We wrote of Dida, who we knew so well, that she was an invaluable repository of many decades worth of important knowledge. With that as the case, one can see why this unfortunate happenstance, the dissolution of herds, occasionally happens with the departure of one so important.

The matriarch is obviously much more than simply a source of information, and losing that alone may well be reason enough for the change from a herd that once worked into one that can no longer stay together.

However, as we also know, elephant are incredibly social creatures. In one of our previous articles, we explored the effect that developmental trauma can have on elephant young. We wrote our article based on the findings of a research paper that had considered the responses of two elephant herds to the stimulus of lions roaring.

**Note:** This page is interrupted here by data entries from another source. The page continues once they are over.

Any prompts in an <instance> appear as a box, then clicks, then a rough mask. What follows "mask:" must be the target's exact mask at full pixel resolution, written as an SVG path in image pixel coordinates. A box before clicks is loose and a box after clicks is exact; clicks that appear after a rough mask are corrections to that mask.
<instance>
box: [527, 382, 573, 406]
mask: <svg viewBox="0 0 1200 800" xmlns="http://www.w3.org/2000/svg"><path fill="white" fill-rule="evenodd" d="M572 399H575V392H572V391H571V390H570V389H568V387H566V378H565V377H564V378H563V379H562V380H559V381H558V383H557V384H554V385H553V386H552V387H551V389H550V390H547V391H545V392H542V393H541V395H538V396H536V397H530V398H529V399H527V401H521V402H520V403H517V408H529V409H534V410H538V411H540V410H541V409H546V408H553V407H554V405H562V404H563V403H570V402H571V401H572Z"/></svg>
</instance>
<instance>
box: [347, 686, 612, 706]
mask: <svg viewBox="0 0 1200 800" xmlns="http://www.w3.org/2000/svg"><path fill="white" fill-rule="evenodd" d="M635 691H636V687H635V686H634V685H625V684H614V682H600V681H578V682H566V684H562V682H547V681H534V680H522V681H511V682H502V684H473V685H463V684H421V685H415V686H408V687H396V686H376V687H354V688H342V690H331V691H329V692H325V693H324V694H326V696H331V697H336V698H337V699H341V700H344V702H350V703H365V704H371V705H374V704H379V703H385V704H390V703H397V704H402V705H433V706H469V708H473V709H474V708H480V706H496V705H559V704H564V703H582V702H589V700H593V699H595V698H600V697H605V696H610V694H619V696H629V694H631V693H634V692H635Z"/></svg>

One herd was the product of a more traditional upbringing. The young grew up under the guidance of a largely unchanging roster of adult females. The other herd was comprised of orphaned elephants. Their parents were killed in a series of culls organised in South Africa’s Kruger National Park.

The elephant herd with a more traditional upbringing, which was based in Amboseli National Park here in Kenya, had what is considered a typical response to the hearing of recorded lions’ roars. If the researchers played one lion roaring, the Amboseli herd showed little signs of concern. If the researchers played the sounds of three lions roaring, then the herd bunched together in a protective huddle.

With the other herd, in Pilanesburg National Park of South Africa, the elephants bunched together, defensive and agitated, with the sound of only the one lion to frighten them into doing so.

These findings were taken as indication of an early trauma settling in amongst the elephant translocated from Kruger to Pilanesburg. The elephant who had lost the influence of adults early on in their development were more easily disposed to caution than were those that had the benefit of learning from another generation.

What the researchers also found, undoubtedly, is an indication of just how important social bonds are in maintaining a group’s healthy composition. It is of no surprise therefore, to us, thinking, sociable human beings that the loss of a group’s member could have serious ramifications on whether that group continues to work as a dynamic.

Obviously there is a degree of speculation inherent in this suggestion. This writer cannot know for certain that the reason elephant herds occasionally break apart with the loss of a matriarch is because that matriarch acted as a social lodestone to the rest of the group.

However, with what else we know of elephants, of their intelligence and the primacy they put on the bonds they have with others, it doesn’t seem so large a leap to imagine it being the case.

Conclusions, if we allow ourselves to draw them

We may never know whether we can go so far as to say that an elephant social dynamic was dependent on one character for its working. We may never know if an elephant experiences grief as we understand it. We can’t really even be sure that it was trauma that made the elephant of Pilanesburg behave as they did.

What we can be sure of, even with our sketchily drawn picture of the emotional environment of elephant, is that they are significantly more complex than previous generations of humans have given them credit.

We, here at the Tsavo Trust, are so very proud to have had the opportunity to look after these creatures, Dida including. The fact of her death is devastating but that it was of natural causes and after a long, fruitful life is testament to the successes of the Big Tusker project.

We will pay a close eye to the herd she leaves behind. Every elephant here in Tsavo comes under our purview, and that would be reason enough. But we will watch out for Dida’s herd with extra care because we share a common experience that presently brings us closer together than ever we have been before.

Right now, we, elephant and humans alike, mourn Dida together.